Something is unclear to me about inbound traffic and firewalls.
My first assumption is that a firewall - say for a home router - should block all inbound ports. If you don't block all inbound ports, then surely hackers on the Internet can send packets to the devices on your network?
But if all inbound ports are blocked, how does any traffic get in?
For example, my understanding is that a browser sets up a connection to a web server - talking to port 80 on the web server, and some randomly assigned port number on the browser/client end - say for example port 30222. Browser asks for a page, web server sends it back addressed to the clients ip address/port 30222.
If the web server can send data to port 30222, then why couldn't any random hacker send data to port 30222?

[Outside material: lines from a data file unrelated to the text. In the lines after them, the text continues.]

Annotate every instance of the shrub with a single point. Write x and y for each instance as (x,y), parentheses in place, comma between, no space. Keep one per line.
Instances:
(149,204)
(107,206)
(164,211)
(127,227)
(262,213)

How does the firewall view this? Should it be configured to permit all inbound connections?
I understand that there are stateful firewalls that examine the connection request from the client and can therefore selectively allow traffic on precisely that combination of client/port -> server/port - that make sense. In that context I can see you could block all inbound firewall ports on the home router because the home router is able to ensure traffic that it lets in is only between devices for a connection initiated internally - it is not possible in such context for a random hacker to send packets to a device on the internal network.
BUT - I don't think all firewalls are stateful are they? What about non-stateful firewalls - do they require allowing all inbound traffic?
So it is not clear to me if a home firewall should block all inbound ports or not. And if it does block all inbound ports, how does any data get in if it is not a stateful packet inspection firewall?